Con terminales nuevos en el mercado, como el HTC One SV o los dos modelos con Windows Phone, el HTC 8X, éste recientemente anunciado por Vodafone en España, y el HTC 8S, los taiwaneses han emitido una polémica nota en la que anuncian su política de actualizaciones a Jelly Bean en todos sus terminales. Según HTC, los primeros en actualizar serán los terminales fabricados en 2012 y todos aquellos terminales con 512Mb de RAM o menos quedarán fuera de esta futura actualización.

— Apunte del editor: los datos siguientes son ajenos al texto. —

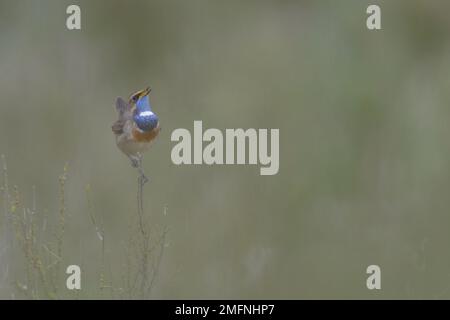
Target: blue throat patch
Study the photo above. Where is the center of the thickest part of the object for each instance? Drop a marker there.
(144, 117)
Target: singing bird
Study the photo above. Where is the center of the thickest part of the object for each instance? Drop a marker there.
(136, 127)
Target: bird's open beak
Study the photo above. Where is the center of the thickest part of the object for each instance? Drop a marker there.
(140, 94)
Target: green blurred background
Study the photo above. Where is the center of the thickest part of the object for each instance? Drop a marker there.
(364, 153)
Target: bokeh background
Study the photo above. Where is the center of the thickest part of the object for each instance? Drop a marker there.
(364, 141)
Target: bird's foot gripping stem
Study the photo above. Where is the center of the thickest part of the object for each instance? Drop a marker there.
(136, 162)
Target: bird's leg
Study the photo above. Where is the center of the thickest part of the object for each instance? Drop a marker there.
(143, 177)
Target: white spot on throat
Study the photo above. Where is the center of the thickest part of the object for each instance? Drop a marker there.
(146, 113)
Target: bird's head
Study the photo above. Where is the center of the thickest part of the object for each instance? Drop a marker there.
(134, 98)
(144, 117)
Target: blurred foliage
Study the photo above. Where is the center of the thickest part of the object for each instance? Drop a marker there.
(363, 119)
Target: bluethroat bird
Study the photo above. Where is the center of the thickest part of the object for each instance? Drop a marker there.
(136, 127)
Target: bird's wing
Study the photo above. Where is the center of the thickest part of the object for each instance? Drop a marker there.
(125, 113)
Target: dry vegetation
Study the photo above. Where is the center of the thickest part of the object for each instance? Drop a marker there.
(35, 243)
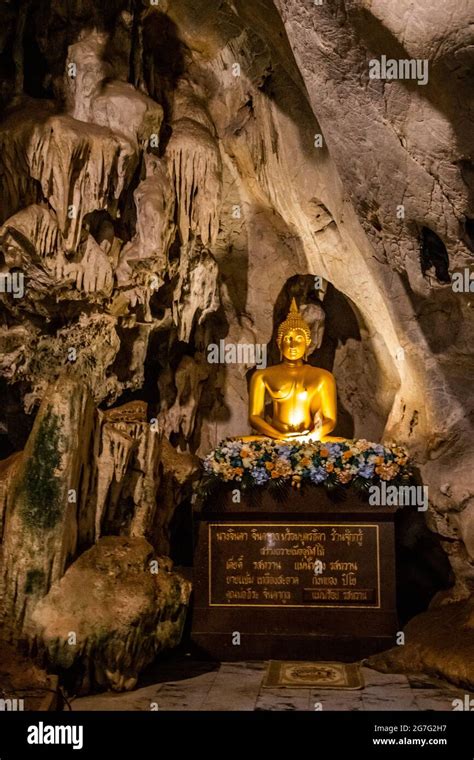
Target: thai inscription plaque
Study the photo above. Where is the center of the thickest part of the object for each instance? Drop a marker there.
(294, 565)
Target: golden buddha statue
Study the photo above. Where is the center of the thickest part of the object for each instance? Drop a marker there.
(303, 396)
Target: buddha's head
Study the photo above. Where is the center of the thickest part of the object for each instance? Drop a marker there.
(294, 335)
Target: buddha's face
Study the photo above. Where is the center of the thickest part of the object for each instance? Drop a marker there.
(293, 345)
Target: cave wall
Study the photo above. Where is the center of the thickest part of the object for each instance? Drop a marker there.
(162, 182)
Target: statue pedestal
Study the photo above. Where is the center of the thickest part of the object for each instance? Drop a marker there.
(306, 578)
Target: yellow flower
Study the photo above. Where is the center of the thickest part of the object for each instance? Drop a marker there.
(387, 471)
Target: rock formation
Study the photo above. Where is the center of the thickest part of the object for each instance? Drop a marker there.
(170, 175)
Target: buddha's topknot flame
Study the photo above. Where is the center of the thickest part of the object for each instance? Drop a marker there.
(294, 321)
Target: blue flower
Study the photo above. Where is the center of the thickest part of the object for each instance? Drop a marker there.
(318, 474)
(367, 471)
(260, 475)
(283, 451)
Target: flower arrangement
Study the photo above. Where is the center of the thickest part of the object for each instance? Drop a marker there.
(265, 461)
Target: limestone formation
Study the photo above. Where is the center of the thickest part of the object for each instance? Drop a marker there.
(114, 610)
(169, 176)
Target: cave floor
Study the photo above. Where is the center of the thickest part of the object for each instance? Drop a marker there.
(190, 685)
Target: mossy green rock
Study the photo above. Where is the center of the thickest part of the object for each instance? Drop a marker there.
(114, 610)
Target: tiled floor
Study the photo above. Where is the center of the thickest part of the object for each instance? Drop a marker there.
(188, 685)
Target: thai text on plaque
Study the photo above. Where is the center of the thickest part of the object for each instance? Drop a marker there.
(293, 564)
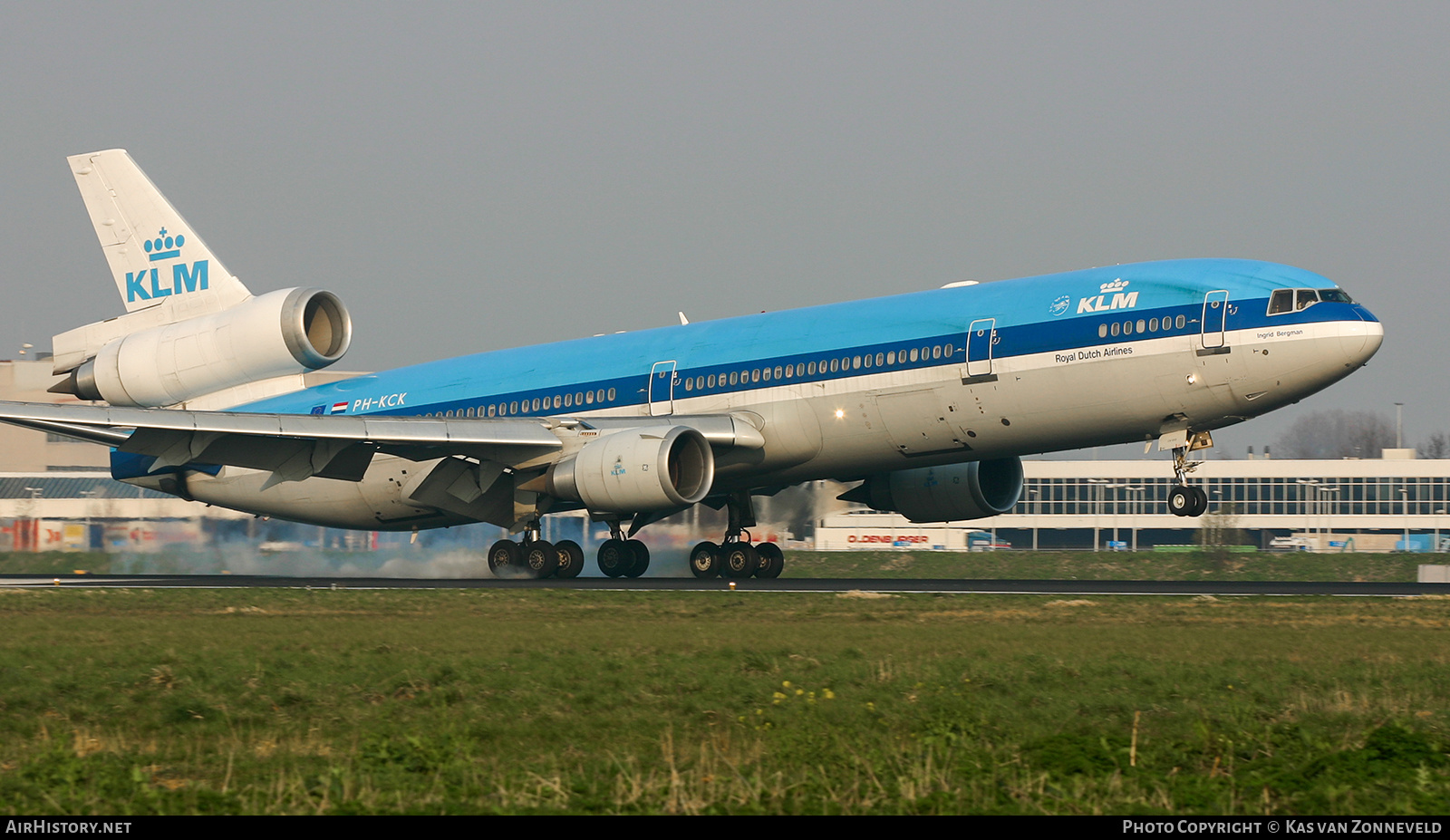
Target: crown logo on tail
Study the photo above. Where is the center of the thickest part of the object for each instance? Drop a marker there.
(164, 246)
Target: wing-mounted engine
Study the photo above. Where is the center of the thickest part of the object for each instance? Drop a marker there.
(971, 490)
(283, 333)
(635, 470)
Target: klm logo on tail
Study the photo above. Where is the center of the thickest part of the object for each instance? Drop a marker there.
(1113, 296)
(145, 285)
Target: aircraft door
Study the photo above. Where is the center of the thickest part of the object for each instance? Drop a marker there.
(981, 337)
(1215, 320)
(662, 388)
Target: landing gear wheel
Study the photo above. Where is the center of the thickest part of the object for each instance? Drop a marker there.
(540, 559)
(640, 555)
(740, 560)
(705, 560)
(614, 557)
(505, 559)
(570, 559)
(772, 560)
(1181, 501)
(1200, 502)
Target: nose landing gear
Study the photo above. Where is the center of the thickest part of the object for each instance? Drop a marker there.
(1184, 499)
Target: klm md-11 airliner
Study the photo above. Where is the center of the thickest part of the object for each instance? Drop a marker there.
(927, 400)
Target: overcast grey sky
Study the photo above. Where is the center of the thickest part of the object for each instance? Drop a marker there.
(480, 176)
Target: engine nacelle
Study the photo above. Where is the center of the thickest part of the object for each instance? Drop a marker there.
(634, 470)
(946, 494)
(276, 334)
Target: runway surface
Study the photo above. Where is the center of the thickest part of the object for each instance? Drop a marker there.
(718, 585)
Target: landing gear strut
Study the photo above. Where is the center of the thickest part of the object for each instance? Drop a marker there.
(536, 557)
(1184, 499)
(736, 555)
(620, 557)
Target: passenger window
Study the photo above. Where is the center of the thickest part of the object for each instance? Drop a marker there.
(1282, 301)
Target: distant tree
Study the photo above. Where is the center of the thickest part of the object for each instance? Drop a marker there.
(1338, 434)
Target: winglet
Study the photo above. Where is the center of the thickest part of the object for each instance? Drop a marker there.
(151, 250)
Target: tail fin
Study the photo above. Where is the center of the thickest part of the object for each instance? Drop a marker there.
(151, 250)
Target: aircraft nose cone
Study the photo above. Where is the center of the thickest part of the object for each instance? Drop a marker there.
(1360, 340)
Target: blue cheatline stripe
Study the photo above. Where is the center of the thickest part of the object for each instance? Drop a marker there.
(939, 318)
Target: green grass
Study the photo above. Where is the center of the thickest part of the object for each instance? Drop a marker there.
(557, 701)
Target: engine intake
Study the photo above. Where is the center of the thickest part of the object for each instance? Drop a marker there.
(971, 490)
(275, 334)
(635, 470)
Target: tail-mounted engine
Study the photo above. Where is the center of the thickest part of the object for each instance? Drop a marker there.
(971, 490)
(282, 333)
(634, 470)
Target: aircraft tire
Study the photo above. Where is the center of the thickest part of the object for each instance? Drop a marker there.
(1181, 501)
(570, 559)
(640, 557)
(772, 560)
(1200, 502)
(614, 557)
(505, 559)
(739, 560)
(540, 559)
(705, 560)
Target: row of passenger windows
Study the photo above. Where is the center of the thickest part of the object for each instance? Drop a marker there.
(1150, 325)
(534, 405)
(749, 376)
(867, 362)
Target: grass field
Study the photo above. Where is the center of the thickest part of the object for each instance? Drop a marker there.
(557, 701)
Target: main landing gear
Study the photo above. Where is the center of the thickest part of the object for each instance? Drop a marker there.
(620, 557)
(1184, 499)
(534, 557)
(736, 555)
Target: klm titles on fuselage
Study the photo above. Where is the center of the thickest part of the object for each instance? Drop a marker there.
(145, 285)
(1109, 296)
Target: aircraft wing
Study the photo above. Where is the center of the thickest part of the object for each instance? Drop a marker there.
(292, 447)
(296, 447)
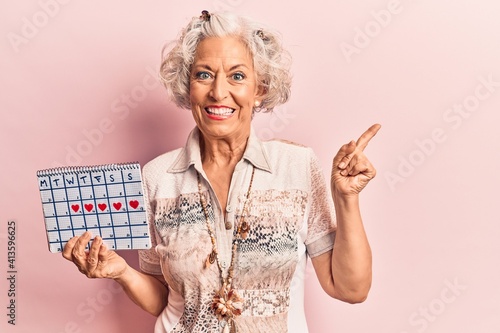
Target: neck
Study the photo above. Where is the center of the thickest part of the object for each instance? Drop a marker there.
(222, 151)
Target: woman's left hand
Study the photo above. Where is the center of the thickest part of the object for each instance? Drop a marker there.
(351, 169)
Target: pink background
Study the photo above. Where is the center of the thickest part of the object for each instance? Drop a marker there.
(71, 70)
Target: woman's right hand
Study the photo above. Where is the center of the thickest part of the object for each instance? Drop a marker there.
(98, 262)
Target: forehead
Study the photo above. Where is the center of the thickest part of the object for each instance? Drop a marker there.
(223, 49)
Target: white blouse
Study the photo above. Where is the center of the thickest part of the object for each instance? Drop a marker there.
(291, 216)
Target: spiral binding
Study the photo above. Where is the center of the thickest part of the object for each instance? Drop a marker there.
(88, 168)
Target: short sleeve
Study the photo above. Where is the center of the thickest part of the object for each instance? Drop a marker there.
(149, 260)
(321, 222)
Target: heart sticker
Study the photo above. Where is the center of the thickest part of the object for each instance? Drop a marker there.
(88, 207)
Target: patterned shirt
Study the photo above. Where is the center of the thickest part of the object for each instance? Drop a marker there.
(291, 216)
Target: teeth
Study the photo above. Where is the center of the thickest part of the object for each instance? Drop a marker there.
(220, 111)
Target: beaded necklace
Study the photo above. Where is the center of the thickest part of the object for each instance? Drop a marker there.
(226, 303)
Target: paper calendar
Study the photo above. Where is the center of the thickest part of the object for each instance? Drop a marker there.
(106, 200)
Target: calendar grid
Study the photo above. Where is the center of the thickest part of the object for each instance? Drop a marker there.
(69, 210)
(107, 200)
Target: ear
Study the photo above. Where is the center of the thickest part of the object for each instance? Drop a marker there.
(260, 92)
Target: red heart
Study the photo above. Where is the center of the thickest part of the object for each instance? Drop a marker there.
(134, 203)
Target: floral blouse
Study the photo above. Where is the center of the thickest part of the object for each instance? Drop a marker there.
(291, 217)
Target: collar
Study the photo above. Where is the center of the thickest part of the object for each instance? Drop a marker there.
(255, 153)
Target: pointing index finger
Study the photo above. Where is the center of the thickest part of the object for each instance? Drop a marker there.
(367, 136)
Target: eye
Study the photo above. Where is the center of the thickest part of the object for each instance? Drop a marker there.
(238, 76)
(203, 75)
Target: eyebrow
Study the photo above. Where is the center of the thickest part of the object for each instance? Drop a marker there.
(230, 69)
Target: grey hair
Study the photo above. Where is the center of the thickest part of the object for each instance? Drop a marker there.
(271, 61)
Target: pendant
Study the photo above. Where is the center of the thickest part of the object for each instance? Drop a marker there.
(245, 228)
(227, 304)
(210, 259)
(230, 327)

Habiendo confirmado ya que sus HTC One X y HTC One S recibirán Android 4.1 Jelly Bean, quedan las incógnitas de otros terminales recientes como los HTC One V y HTC Desire C, recientemente puestos a la venta pero con las limitaciones de RAM que HTC ha fijado como tope para dicha actualización.

HTC no actualizará a Jelly Bean terminales con 512Mb de RAM o menos

Quién sabe si buscando que sus clientes adquieran terminales fabricados en el último año con más potencia, en busca de esas ansiadas ventas que consigan reflotar a la compañía, pero esta decisión dejará sin actualizar terminales demasiado recientes como para caer en el olvido por parte de la compañía. Esta decisión no frena, según confirma HTC, el que dichos terminales continúen teniendo soporte y mejoras en cuanto a seguridad, pero de versiones nuevas de Android se pueden ir despidiendo.

HTC ha confirmado, no obstante, que los terminales que se encuentren en el límite de requerimientos para dicha actualización, aquí entran también los fabricados antes de 2012, serán estudiados uno a uno y se irá anunciando si recibirán actualización o no, ya de forma personalizada y definitiva.

Como decimos, decisión polémica la tomada por HTC que se echará más críticas a la espalda y que difícilmente ayudarán a la compañía a variar el rumbo que ahora siguen. Ayer mismo analizamos en GoPonyGo los grandes errores cometidos por los fabricantes de smartphones y, leyendo el texto detenidamente, HTC parece haberse empeñado en no dejar ningún error sin cometer.

Si la política resultase finalmente muy agresiva y fueran muchos los terminales que quedasen sin actualización, ¿quién se arriesgaría a adquirir un HTC ante futuros abandonos por parte de la compañía? Esperamos que los taiwaneses hayan reflexionado profundamente esta decisión porque puede traerles más desgracias que alegrías, porque recordemos que aún no han hablado de Android 4.2, que ya está en la calle.